Voici dans ce moment ce qui se passa dans l'âme de Candide, et comment il raisonna: Si ce saint homme appelle du secours, il me fera infailliblement brûler, il pourra en faire autant de Cunégonde; il m'a fait fouetter impitoyablement; il est mon rival; je suis en train de tuer; il n'y a pas à balancer. Ce raisonnement fut net et rapide; et, sans donner le temps à l'inquisiteur de revenir de sa surprise, il le perce d'outre en outre, et le jette à côté du Juif. En voici bien d'une autre, dit Cunégonde; il n'y a plus de rémission; nous sommes excommuniés, notre dernière heure est venue! Comment avez-vous fait, vous qui êtes né si doux, pour tuer en deux minutes un Juif et un prélat?
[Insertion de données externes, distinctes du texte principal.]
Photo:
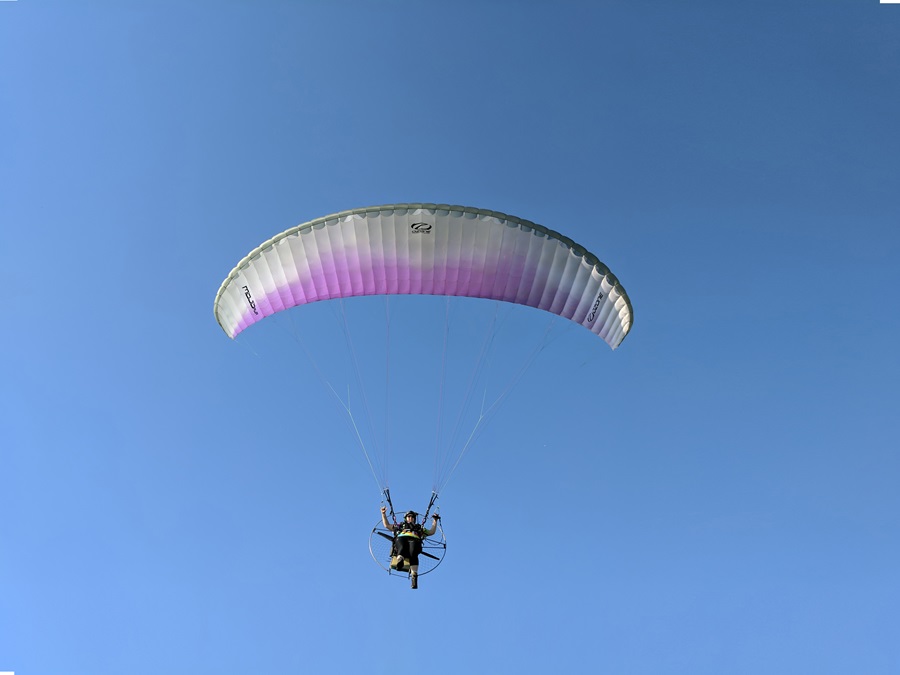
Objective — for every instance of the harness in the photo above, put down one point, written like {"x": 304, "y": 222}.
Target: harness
{"x": 410, "y": 530}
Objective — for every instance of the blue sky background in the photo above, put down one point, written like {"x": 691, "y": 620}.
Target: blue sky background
{"x": 717, "y": 496}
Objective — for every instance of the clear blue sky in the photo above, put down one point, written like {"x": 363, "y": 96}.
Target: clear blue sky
{"x": 719, "y": 495}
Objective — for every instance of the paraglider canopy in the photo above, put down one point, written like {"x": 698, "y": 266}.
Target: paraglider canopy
{"x": 427, "y": 249}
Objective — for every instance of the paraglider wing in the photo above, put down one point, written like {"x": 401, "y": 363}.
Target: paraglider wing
{"x": 426, "y": 249}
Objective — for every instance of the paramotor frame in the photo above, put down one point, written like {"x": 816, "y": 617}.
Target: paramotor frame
{"x": 381, "y": 542}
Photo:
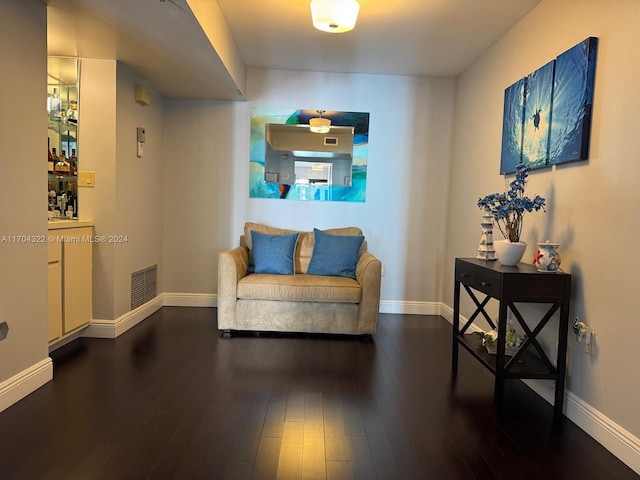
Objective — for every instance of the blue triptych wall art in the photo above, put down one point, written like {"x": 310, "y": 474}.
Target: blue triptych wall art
{"x": 547, "y": 114}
Ma belle demoiselle, répondit Candide, quand on est amoureux, jaloux, et fouetté par l'inquisition, on ne se connaît plus.

La vieille prit alors la parole, et dit: Il y a trois chevaux andalous dans l'écurie, avec leurs selles et leurs brides, que le brave Candide les prépare; madame a des moyadors et des diamants, montons vite à cheval, quoique je ne puisse me tenir que sur une fesse, et allons à Cadix; il fait le plus beau temps du monde, et c'est un grand plaisir de voyager pendant la fraîcheur de la nuit.

Aussitôt Candide selle les trois chevaux; Cunégonde, la vieille, et lui, font trente milles d'une traite. Pendant qu'ils s'éloignaient, la sainte hermandad arrive dans la maison, on enterre monseigneur dans une belle église, on jette Issachar à la voirie.

Candide, Cunégonde, et la vieille, étaient déjà dans la petite ville d'Avacéna, au milieu des montagnes de la Sierra-Morena; et ils parlaient ainsi dans un cabaret.

6Le tremblement de terre de Lisbonne est du 1er novembre 1755. B.
7Voyez tome XVIII, page 470. B.
8Après le tremblement de terre de Lisbonne, on y fit en effet un autoda-fé, le 20 juin 1756; voyez, tome XXI, le chapitre XXXI du Précis du Siècle de Louis XV. B.
9Sur Notre-Dame d'Atocha, voyez dans les Mélanges, année 1769, une des notes de Voltaire sur son Extrait d'un journal (ou Mémoires de Dangeau). B.